In 1983, Hungary placed third at the World Championships, earning Gedővári another bronze medal. He was selected as national fencer of the year in 1984, but was unable to represent his country in the Olympics due to Hungary boycotting the Games. He added another bronze medal to his collection in team sabre at the 1985 World Championships.

Perhaps the highlight of Gedővári's career came at the 1988 Summer Olympics. In the team sabre gold medal match, the Soviet Union took an 8–4 lead with four matches to go. Gedővári's teammates won three straight to make it 8–7 with just Gedővári's final match remaining. He fell behind 4–1 early, but fought back to win the bout 5–4. The win gave Hungary the gold medal on points. Gedővári placed 15th in the individual competition that year.
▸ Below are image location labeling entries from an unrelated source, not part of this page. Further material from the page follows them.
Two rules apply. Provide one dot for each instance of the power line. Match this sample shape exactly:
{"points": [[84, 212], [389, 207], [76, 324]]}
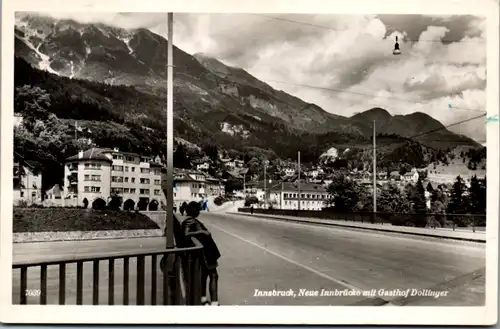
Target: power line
{"points": [[402, 39], [410, 139], [363, 94]]}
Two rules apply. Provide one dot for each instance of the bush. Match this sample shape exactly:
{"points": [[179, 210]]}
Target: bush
{"points": [[78, 219], [251, 200], [220, 200]]}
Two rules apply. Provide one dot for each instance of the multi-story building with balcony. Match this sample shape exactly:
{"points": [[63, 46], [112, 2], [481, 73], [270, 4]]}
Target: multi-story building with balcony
{"points": [[286, 196], [194, 186], [27, 182], [97, 174]]}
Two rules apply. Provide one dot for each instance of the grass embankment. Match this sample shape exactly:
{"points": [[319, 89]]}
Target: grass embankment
{"points": [[78, 219]]}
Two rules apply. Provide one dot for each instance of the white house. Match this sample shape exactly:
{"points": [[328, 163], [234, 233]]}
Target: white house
{"points": [[289, 172], [203, 166], [229, 163], [411, 177], [27, 182]]}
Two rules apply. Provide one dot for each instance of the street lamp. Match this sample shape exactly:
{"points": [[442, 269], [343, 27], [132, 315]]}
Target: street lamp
{"points": [[396, 50]]}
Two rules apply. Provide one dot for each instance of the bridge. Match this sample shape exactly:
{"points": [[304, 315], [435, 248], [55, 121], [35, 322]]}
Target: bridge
{"points": [[261, 258]]}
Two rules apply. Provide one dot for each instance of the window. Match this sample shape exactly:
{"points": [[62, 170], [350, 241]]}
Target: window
{"points": [[92, 166]]}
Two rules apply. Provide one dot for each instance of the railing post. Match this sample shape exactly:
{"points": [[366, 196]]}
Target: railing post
{"points": [[43, 285], [140, 280], [196, 285], [79, 283], [153, 279], [95, 285], [126, 261], [188, 274], [111, 282], [62, 284], [24, 284]]}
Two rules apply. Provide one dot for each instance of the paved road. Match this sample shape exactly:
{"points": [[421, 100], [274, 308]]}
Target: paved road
{"points": [[272, 255]]}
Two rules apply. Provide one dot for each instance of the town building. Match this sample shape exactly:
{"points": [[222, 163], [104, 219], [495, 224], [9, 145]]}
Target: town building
{"points": [[194, 186], [286, 196], [228, 163], [97, 174], [27, 182], [411, 177]]}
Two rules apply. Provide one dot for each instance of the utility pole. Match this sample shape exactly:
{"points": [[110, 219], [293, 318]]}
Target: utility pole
{"points": [[374, 171], [281, 195], [265, 189], [298, 158], [170, 136]]}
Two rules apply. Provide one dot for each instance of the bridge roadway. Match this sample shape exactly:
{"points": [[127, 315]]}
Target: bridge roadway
{"points": [[267, 255]]}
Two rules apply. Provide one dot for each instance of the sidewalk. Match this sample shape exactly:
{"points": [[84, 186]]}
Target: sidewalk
{"points": [[463, 235]]}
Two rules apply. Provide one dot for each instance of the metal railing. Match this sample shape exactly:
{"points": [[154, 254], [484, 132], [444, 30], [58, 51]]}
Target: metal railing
{"points": [[181, 282], [473, 222]]}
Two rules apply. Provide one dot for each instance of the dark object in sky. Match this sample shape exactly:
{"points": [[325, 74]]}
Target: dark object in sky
{"points": [[396, 50]]}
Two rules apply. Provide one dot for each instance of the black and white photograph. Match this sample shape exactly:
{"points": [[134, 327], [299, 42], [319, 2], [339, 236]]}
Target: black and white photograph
{"points": [[176, 158]]}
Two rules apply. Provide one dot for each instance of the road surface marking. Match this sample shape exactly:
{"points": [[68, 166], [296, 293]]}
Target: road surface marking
{"points": [[323, 275], [431, 241]]}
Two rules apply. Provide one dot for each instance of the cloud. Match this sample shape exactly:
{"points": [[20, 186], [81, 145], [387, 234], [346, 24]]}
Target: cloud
{"points": [[443, 58]]}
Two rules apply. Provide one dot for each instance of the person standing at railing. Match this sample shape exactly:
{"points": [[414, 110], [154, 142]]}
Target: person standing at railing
{"points": [[192, 226]]}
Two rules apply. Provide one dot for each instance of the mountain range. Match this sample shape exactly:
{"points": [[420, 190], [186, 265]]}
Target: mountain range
{"points": [[123, 73]]}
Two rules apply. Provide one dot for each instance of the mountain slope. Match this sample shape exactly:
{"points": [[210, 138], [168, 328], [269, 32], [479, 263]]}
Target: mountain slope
{"points": [[213, 102]]}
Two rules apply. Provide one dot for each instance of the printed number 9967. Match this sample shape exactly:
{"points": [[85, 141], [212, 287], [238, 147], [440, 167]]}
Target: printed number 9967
{"points": [[32, 292]]}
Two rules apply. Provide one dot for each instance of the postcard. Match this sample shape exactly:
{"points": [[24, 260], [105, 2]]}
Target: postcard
{"points": [[250, 162]]}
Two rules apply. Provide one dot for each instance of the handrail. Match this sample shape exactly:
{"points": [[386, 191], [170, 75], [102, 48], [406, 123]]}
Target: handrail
{"points": [[109, 256]]}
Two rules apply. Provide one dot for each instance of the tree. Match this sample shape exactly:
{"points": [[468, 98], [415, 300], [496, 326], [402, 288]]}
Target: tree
{"points": [[232, 185], [345, 193], [429, 188], [115, 201], [393, 200], [418, 199], [211, 151], [477, 196], [32, 103], [458, 202], [180, 158]]}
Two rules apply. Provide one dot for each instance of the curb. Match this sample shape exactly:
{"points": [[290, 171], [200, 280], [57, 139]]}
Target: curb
{"points": [[30, 237], [363, 228]]}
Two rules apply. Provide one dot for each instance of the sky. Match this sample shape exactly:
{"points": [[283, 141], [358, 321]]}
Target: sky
{"points": [[345, 63]]}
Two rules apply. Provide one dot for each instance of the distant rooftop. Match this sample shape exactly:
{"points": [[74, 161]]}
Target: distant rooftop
{"points": [[95, 154]]}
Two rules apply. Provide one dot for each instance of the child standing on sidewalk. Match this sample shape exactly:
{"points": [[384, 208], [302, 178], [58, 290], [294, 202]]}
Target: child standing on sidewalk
{"points": [[193, 227]]}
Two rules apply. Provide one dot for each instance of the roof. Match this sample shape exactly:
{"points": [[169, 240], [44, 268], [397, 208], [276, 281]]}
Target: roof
{"points": [[95, 153], [154, 164], [55, 190], [304, 187]]}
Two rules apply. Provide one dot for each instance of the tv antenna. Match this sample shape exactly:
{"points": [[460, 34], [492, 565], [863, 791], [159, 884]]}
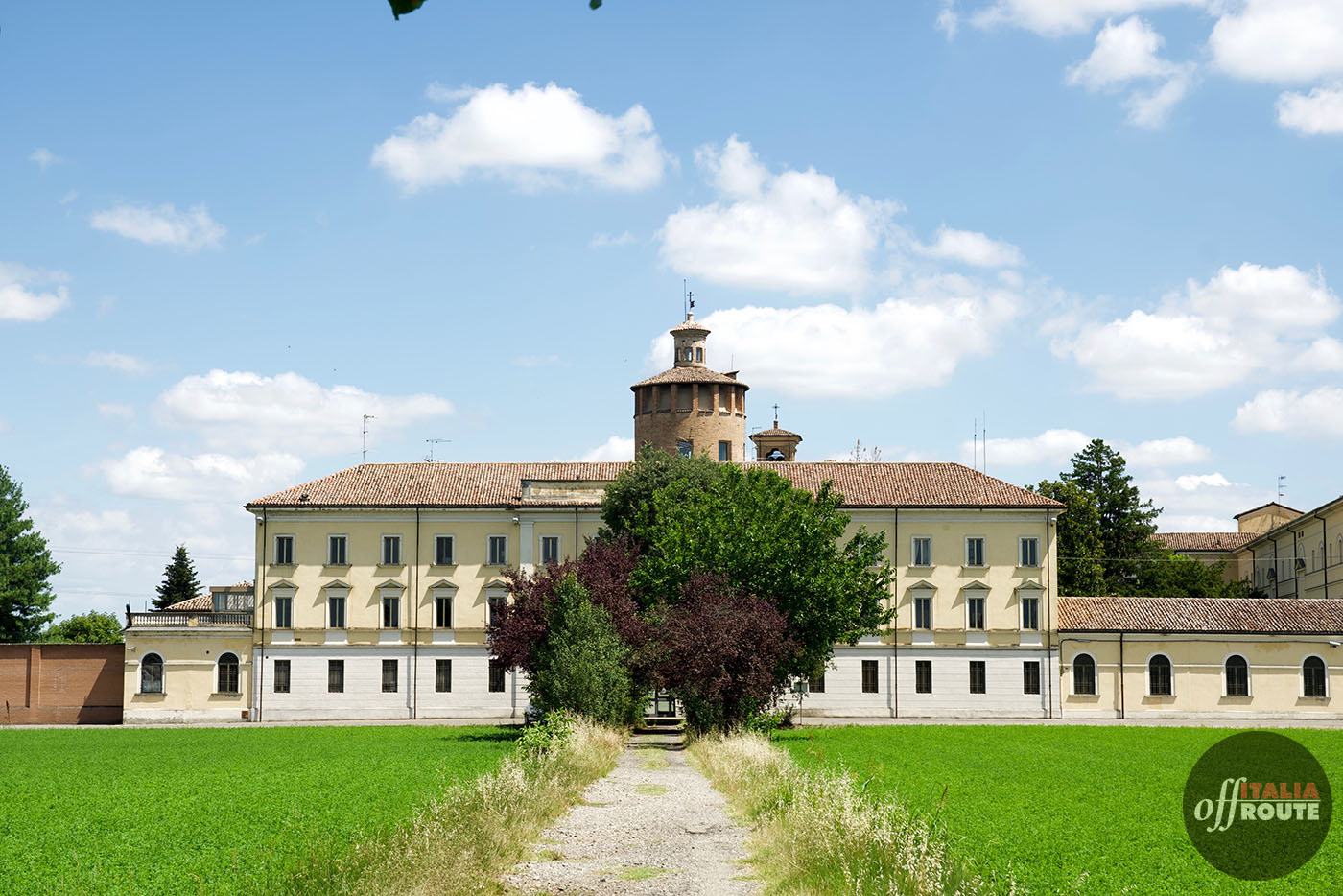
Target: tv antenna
{"points": [[363, 456]]}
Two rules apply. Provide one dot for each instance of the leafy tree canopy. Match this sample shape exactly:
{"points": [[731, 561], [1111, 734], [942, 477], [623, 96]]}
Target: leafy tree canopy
{"points": [[89, 627], [26, 566], [180, 582]]}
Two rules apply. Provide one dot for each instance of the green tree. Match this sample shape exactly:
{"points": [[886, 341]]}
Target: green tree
{"points": [[24, 567], [1127, 523], [89, 627], [178, 582], [1080, 550], [583, 665], [763, 537]]}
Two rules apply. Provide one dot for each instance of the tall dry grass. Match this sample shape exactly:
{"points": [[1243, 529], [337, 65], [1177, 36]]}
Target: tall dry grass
{"points": [[816, 832], [470, 836]]}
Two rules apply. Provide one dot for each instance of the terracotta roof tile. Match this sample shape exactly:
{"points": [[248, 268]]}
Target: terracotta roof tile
{"points": [[501, 485], [1205, 540], [1201, 614]]}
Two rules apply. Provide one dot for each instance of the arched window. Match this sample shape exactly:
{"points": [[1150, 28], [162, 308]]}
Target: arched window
{"points": [[152, 673], [228, 673], [1084, 674], [1237, 676], [1159, 676], [1315, 681]]}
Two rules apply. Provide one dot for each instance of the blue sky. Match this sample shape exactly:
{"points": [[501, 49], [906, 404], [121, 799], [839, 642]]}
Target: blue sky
{"points": [[227, 234]]}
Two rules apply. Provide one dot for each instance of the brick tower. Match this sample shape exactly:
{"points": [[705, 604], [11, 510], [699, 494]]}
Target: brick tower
{"points": [[691, 409]]}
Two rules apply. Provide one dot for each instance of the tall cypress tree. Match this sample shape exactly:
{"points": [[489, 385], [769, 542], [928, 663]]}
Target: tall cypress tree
{"points": [[24, 567], [180, 582]]}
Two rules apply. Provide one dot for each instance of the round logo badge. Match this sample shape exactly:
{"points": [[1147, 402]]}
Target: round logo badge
{"points": [[1258, 805]]}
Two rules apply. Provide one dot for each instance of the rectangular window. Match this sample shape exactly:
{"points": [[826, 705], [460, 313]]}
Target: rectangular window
{"points": [[442, 613], [1030, 613], [923, 676], [335, 676], [976, 613], [1030, 677], [977, 676], [284, 613], [923, 613]]}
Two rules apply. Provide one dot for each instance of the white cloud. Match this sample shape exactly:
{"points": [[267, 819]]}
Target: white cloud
{"points": [[614, 449], [117, 362], [897, 345], [604, 241], [1054, 17], [1320, 111], [971, 248], [1318, 413], [1208, 336], [239, 409], [792, 231], [44, 157], [1166, 453], [1125, 53], [1280, 39], [20, 299], [191, 230], [154, 473], [532, 137]]}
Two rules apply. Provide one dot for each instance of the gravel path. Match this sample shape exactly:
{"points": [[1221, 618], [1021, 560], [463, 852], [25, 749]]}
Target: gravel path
{"points": [[654, 826]]}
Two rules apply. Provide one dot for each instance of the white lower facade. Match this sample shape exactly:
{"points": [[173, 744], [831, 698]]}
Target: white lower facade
{"points": [[365, 695], [904, 690]]}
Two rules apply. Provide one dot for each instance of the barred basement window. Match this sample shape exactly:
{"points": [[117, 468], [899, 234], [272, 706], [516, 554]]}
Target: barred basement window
{"points": [[227, 673], [1237, 677], [1030, 677], [335, 676], [977, 676], [923, 676], [152, 673]]}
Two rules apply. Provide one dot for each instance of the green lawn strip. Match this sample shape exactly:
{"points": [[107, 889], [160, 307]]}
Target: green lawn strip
{"points": [[212, 811], [1058, 805]]}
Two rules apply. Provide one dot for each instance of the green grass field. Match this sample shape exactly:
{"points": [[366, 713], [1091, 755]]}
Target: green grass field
{"points": [[212, 811], [1067, 804]]}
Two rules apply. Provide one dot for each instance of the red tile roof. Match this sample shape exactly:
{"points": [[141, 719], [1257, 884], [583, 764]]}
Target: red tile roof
{"points": [[1205, 540], [501, 485], [1219, 616]]}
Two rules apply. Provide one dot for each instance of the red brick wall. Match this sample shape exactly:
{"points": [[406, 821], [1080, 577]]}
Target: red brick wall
{"points": [[60, 684]]}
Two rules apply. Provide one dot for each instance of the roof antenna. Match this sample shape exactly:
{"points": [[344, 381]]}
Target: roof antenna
{"points": [[363, 457]]}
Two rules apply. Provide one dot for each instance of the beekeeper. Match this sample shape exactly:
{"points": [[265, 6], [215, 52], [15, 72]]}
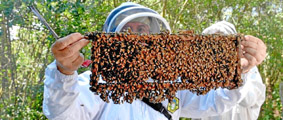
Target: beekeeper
{"points": [[67, 95]]}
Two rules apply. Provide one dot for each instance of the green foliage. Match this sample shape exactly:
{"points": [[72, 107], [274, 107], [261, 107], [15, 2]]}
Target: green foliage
{"points": [[24, 57]]}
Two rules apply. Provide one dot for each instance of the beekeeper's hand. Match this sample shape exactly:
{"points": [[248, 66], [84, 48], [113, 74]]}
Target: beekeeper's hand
{"points": [[253, 49], [67, 53]]}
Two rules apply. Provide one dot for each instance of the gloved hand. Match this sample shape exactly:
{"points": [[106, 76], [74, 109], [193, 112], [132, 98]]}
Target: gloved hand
{"points": [[67, 53], [253, 49]]}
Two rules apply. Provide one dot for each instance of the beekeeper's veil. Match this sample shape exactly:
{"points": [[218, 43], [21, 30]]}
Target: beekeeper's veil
{"points": [[128, 12]]}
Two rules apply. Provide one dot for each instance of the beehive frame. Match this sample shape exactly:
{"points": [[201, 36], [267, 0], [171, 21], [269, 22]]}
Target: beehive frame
{"points": [[186, 61]]}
Gedővári retired after the Olympics, later remarking he could have continued physically but was "bored" with competition. Between 1976 and his retirement, he won 10 national titles in sabre. Gedővári was awarded an Order of the Star of the Republic of Hungary, a State Order, in 1988. In 1992, he won the Ferenc Kemény award which is given annual by the Ministry of National Resources in recognition of outstanding teaching and scholarly activity in the sports. In 2000, Vasas SC selected him into their honorary "Goldring".

==Later life==
After retiring, Gedővári went to Donát Bánki College to get a law degree. He served as the Hungarian Fencing Federation General Secretary from 1989 to 1991, and as president of Újpesti TE from 1991 to 1996. He also spent time teaching fencing to young people and entering cooking contests.

Gedővári died on 22 May 2014, following a prolonged undisclosed illness. He was 62. Teammate and individual Olympic champion Bence Szabó called Gedővári his role model as an athlete and as a person. "It is difficult to accept that we have lost such a valuable person," he said.